The “lost” 1984 documentary, rediscovered and restored, is about Japanese who immigrated to the West Coast at the turn of the century. These pioneering men and women tell their own stories of struggles and triumphs in a new land. Narrated by actress Amy Hill.
The screening will be followed by Q&A with Washizu and Professor Lane Hirabayashi, holder of the Aratani Endowed Chair at UCLA.
“Kimochi Home’s 30th Anniversary,” directed by broadcast journalist Rick Quan, will also be shown. It captures some of the residents, staff and volunteers participating in daily programs and services, integrated with Kimochi’s philosophy, culture and history.
Suggested donation: $10. Proceeds go to Kimochi San Mateo/Mary Ishisaki Challenge Match.
Co-presented by Kimochi San Mateo, San Mateo Buddhist Temple, San Mateo Japanese American Community Center, San Mateo JACL, and Sturge Presbyterian Church.
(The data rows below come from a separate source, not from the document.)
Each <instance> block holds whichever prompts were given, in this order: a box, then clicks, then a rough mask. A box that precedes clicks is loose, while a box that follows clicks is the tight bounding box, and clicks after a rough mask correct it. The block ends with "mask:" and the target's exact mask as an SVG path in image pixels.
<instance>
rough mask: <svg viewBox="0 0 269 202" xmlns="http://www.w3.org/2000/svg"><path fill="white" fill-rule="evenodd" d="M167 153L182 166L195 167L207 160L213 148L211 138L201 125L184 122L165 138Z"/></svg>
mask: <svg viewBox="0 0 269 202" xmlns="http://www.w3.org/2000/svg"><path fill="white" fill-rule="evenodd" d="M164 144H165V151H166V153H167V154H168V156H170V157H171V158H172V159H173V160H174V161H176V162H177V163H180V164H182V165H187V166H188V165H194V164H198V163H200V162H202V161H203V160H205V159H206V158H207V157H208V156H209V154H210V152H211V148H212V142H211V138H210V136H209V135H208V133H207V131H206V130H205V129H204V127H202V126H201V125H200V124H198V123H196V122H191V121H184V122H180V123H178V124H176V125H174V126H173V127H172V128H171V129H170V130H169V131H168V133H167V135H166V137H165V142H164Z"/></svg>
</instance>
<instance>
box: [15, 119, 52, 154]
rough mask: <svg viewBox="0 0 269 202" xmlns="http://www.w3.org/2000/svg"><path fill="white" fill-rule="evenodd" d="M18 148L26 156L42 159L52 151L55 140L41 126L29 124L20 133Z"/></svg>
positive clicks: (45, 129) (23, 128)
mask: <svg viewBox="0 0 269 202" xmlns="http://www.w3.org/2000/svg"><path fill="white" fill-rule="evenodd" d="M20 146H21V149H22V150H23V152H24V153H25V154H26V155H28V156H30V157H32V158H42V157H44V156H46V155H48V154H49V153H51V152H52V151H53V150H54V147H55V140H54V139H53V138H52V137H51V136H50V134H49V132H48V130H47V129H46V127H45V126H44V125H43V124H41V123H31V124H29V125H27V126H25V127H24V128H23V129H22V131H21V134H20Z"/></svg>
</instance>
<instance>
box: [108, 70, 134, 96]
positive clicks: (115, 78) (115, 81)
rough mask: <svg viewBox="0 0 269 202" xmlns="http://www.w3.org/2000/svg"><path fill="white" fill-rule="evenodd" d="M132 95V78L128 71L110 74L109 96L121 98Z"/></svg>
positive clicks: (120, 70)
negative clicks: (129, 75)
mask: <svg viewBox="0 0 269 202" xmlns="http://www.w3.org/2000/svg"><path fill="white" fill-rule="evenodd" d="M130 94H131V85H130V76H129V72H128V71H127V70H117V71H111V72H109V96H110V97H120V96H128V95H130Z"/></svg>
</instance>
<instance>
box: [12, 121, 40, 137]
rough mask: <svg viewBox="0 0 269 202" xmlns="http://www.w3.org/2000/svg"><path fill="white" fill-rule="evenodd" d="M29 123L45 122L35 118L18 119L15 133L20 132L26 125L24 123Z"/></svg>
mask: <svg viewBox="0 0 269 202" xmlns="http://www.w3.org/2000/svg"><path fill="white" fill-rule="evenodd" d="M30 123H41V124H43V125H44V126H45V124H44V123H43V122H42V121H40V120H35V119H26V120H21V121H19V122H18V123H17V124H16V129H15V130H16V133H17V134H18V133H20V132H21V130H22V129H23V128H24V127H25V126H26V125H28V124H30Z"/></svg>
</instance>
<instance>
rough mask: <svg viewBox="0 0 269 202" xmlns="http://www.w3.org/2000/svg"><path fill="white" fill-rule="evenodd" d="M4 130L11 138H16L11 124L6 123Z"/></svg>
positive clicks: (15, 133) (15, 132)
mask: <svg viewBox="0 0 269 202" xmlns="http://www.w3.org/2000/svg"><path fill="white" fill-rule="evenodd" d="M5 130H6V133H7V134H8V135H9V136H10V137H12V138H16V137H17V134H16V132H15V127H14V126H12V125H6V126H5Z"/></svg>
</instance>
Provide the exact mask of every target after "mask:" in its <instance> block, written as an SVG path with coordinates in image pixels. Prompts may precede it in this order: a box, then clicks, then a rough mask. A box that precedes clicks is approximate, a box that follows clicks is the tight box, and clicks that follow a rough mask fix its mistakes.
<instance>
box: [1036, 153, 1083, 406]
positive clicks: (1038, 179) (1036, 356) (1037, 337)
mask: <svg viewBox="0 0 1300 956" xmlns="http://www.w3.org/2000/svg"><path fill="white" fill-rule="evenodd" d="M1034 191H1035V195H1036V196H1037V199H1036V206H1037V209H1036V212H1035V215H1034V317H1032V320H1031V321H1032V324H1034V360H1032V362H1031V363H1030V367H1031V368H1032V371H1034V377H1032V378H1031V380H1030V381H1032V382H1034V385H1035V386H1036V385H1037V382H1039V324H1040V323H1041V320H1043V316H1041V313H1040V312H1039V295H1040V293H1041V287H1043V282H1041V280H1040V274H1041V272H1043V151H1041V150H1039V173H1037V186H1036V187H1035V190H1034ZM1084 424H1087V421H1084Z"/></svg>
For reservations, contact Candace Takahashi at (650) 344-6803 or firstname.lastname@example.org; Victor Iwamura at (650) 342-2541 or email@example.com; or Kimochi Inc. at (415) 931-2294.
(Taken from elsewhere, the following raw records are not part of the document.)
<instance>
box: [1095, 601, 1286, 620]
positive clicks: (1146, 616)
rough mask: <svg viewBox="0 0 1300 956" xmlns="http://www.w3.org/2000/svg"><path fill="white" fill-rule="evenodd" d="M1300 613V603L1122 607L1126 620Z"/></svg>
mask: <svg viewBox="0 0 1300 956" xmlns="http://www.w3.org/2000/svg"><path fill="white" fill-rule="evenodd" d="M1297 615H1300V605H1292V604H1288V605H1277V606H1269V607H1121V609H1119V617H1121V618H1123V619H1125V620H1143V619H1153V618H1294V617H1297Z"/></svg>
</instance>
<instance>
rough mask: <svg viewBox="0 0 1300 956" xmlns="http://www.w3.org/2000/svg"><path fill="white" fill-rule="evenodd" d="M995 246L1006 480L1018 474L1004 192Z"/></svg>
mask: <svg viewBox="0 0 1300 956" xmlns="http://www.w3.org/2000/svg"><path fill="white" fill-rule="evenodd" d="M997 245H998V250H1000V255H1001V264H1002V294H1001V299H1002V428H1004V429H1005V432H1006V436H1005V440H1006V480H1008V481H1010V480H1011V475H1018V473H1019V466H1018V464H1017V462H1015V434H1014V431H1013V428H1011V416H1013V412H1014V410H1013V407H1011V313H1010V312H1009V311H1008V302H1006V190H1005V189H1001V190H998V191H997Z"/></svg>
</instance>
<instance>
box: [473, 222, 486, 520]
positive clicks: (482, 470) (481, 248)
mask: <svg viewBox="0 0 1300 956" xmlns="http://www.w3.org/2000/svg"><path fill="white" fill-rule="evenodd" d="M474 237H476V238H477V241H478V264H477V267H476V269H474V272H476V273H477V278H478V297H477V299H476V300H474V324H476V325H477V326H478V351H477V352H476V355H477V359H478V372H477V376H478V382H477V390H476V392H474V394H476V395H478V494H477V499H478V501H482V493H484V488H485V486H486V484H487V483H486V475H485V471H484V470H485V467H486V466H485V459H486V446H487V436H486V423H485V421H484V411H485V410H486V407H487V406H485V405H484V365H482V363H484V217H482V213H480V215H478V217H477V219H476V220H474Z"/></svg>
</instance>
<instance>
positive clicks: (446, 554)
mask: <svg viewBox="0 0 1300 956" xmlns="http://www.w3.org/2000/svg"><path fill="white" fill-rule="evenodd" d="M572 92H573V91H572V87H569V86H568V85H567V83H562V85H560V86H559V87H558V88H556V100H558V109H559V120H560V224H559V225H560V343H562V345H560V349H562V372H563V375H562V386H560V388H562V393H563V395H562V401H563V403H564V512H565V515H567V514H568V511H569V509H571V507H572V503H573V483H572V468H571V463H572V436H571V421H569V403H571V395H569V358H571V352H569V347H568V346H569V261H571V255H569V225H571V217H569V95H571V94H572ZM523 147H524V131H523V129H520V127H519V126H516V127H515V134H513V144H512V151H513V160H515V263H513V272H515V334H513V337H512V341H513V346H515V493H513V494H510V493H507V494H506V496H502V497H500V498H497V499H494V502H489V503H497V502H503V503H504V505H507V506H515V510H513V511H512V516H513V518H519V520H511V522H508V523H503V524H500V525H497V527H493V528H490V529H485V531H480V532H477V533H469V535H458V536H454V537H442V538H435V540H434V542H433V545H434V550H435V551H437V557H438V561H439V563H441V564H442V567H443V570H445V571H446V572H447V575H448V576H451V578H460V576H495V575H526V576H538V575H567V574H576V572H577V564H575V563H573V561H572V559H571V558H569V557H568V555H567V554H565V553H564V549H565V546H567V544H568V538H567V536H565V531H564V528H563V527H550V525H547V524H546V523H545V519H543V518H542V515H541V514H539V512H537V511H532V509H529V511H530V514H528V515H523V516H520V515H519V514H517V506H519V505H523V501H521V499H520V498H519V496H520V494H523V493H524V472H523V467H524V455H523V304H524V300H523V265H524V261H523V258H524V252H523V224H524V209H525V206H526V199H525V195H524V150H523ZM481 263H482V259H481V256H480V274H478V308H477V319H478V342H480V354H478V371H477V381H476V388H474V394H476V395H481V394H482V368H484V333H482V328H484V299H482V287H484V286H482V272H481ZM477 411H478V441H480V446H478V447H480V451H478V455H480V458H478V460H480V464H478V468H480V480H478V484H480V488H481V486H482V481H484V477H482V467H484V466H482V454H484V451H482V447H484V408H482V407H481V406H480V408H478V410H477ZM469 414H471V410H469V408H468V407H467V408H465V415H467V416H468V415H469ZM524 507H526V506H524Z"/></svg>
Since 1971, San Francisco-based Kimochi has provided culturally sensitive, Japanese language-based programs and services to 3,000 Bay Area seniors and their families each year. Services include transportation; referral and outreach services; health and consumer education seminars; healthy aging and senior center activities; social services; congregate and home delivered meals; in-home support services; adult social day care; 24-hour residential and respite care.
Kimochi has completed purchase of a building at 453 N. San Mateo Dr. in San Mateo. From this new base, Kimochi will extend the Japanese tradition of care to San Mateo County seniors and their families. The plan is to open doors by this summer.